Personal information
- Full name: Percival Andree Pickering
- Born: 8 February 1810 London, England
- Died: 7 August 1876 (aged 66) Dover, Kent, England
- Batting: Unknown
- Relations: Edward Pickering (brother) William Pickering (brother)

Career statistics
| Competition | First-class |
| Matches | 1 |
| Runs scored | 3 |
| Batting average | 1.50 |
| 100s/50s | –/– |
| Top score | 3 |
| Balls bowled | – |
| Wickets | – |
| Bowling average | – |
| 5 wickets in innings | – |
| 10 wickets in match | – |
| Best bowling | – |
| Catches/stumpings | –/– |
- Source: Cricinfo, 2 October 2018

= Percival Pickering =

English cricketer and Queen's Counsel lawyer

Percival Andree Pickering (8 February 1810 – 7 August 1876) was an English first-class cricketer and lawyer.

Pickering made a single appearance in first-class cricket in 1846 for the Surrey Club against the Marylebone Cricket Club at Lord's. He batted in both Surrey Club innings', being dismissed without scoring by William Hillyer in their first-innings, while in their second-innings he was dismissed by Jemmy Dean for 3 runs.

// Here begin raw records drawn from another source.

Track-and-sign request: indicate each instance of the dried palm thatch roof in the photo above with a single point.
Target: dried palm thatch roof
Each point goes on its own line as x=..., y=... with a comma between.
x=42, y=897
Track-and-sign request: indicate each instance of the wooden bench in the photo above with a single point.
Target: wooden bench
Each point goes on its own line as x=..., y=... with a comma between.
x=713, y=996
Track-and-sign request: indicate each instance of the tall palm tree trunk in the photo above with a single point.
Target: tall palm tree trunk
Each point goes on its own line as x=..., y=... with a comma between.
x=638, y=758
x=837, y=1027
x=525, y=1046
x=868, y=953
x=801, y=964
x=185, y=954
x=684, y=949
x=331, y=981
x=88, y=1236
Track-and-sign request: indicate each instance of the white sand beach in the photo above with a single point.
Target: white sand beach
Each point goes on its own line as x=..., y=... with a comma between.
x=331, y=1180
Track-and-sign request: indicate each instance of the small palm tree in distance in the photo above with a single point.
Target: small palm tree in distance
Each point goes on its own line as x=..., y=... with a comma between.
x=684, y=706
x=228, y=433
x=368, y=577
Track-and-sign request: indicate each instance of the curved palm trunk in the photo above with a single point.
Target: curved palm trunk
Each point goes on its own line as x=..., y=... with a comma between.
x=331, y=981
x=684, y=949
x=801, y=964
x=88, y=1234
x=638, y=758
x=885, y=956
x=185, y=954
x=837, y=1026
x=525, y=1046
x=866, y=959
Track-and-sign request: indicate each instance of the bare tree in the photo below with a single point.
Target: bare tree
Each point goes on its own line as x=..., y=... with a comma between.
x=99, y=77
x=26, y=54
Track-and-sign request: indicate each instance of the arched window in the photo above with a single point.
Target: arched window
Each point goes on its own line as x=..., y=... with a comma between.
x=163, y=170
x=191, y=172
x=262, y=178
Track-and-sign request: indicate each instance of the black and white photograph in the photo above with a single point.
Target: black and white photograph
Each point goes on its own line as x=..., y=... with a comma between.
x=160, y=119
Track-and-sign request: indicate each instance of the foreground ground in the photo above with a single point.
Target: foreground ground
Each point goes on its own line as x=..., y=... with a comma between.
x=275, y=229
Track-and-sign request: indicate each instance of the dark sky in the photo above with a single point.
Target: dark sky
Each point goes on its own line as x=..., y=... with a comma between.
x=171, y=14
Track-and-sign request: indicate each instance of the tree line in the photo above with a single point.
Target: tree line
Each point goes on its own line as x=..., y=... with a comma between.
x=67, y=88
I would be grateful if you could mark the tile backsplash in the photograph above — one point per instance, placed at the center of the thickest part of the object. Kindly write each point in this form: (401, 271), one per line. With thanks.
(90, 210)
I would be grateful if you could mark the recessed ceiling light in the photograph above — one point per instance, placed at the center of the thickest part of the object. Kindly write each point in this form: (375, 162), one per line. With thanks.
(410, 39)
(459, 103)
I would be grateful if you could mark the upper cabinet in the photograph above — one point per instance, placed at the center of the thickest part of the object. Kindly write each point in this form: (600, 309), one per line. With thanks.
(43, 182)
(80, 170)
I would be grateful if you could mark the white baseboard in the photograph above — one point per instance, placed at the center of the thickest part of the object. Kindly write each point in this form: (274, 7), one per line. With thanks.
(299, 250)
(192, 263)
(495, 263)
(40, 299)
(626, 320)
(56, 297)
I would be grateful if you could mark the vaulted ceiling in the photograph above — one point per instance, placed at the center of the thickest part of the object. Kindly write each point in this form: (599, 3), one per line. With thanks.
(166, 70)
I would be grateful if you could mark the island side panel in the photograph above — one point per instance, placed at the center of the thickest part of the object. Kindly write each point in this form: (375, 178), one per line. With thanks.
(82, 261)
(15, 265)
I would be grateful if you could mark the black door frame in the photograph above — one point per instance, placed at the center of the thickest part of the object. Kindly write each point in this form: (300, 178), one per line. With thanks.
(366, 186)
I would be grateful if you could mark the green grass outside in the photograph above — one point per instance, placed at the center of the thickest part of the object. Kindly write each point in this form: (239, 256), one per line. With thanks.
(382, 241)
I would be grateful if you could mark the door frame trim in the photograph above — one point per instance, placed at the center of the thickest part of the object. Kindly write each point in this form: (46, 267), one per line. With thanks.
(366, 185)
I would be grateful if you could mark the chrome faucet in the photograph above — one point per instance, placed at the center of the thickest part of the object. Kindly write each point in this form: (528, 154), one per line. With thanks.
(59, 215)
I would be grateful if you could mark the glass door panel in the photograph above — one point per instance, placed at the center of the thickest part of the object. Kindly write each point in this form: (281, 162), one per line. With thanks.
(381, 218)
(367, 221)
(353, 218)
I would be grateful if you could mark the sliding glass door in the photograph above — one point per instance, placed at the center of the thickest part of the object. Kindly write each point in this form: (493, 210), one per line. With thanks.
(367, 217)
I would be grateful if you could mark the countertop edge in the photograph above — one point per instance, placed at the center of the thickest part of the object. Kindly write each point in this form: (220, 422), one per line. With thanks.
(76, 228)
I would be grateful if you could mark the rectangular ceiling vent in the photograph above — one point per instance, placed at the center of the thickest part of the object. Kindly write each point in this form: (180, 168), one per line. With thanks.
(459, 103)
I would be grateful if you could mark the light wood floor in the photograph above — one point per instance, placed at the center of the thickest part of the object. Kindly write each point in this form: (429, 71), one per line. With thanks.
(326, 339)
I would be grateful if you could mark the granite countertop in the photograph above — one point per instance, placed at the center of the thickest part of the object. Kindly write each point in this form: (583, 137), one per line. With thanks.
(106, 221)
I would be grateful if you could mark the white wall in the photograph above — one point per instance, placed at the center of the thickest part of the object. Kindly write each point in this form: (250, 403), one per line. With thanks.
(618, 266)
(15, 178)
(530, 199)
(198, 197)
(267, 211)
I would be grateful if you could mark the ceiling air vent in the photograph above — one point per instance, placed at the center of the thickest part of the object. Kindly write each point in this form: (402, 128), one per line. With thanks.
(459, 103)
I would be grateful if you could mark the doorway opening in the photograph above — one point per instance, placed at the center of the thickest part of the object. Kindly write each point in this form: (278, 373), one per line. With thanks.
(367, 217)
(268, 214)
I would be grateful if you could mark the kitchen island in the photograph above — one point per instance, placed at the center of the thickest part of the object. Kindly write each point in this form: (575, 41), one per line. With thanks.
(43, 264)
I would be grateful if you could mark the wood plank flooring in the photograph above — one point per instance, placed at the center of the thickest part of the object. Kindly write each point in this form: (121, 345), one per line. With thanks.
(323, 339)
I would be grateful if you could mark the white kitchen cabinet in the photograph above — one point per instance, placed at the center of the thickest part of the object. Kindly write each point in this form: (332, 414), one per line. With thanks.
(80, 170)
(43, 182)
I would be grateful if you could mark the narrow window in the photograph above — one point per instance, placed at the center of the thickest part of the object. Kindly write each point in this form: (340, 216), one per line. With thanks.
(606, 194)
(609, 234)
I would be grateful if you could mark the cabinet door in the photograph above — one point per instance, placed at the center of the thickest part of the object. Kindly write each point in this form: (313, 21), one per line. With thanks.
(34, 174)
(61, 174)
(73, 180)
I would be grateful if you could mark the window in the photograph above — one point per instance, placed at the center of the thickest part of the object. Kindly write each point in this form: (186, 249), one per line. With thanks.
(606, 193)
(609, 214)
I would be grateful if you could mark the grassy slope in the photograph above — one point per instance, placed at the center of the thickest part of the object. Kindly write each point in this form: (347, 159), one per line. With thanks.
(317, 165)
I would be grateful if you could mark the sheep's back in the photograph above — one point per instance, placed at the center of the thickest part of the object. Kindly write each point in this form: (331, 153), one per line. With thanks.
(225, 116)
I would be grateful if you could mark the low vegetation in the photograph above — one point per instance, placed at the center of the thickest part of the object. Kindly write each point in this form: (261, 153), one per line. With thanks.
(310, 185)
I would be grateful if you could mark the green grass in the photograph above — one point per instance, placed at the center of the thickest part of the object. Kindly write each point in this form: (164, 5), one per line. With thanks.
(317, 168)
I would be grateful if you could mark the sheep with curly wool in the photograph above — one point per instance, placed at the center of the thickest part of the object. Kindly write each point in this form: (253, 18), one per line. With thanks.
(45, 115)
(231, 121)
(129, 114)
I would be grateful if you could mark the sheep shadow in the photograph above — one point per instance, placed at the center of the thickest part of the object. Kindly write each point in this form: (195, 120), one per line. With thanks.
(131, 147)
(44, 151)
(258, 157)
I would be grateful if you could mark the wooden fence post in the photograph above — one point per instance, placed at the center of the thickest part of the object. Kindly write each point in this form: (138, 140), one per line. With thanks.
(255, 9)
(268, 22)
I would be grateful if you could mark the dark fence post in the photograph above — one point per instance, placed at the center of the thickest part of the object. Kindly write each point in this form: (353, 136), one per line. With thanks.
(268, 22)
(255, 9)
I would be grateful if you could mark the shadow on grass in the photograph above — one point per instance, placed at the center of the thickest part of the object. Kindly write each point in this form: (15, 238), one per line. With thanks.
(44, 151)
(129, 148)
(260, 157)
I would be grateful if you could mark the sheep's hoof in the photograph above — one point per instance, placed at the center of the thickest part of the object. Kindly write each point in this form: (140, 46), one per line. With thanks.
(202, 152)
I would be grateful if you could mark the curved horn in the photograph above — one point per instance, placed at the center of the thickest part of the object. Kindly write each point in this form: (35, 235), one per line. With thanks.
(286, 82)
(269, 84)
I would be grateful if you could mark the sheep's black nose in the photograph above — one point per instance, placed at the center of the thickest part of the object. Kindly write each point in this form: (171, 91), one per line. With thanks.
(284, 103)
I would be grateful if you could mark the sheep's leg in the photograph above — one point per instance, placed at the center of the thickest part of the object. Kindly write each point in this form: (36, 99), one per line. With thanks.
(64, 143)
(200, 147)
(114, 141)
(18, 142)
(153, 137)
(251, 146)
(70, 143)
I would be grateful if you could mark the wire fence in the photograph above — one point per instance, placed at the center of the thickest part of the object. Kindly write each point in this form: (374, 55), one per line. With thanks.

Pickering married Anne Maria Spencer-Stanhope. The couple had four children: the Pre-Raphaelite painter Evelyn De Morgan, chemist and horticulturist Percival Spencer Umfreville Pickering; Rowland Neville Umfreville (1861–1931) and the author Anna Pickering. He died at Dover in August 1876. His brother, William, was fundamental in the formation of Surrey County Cricket Club.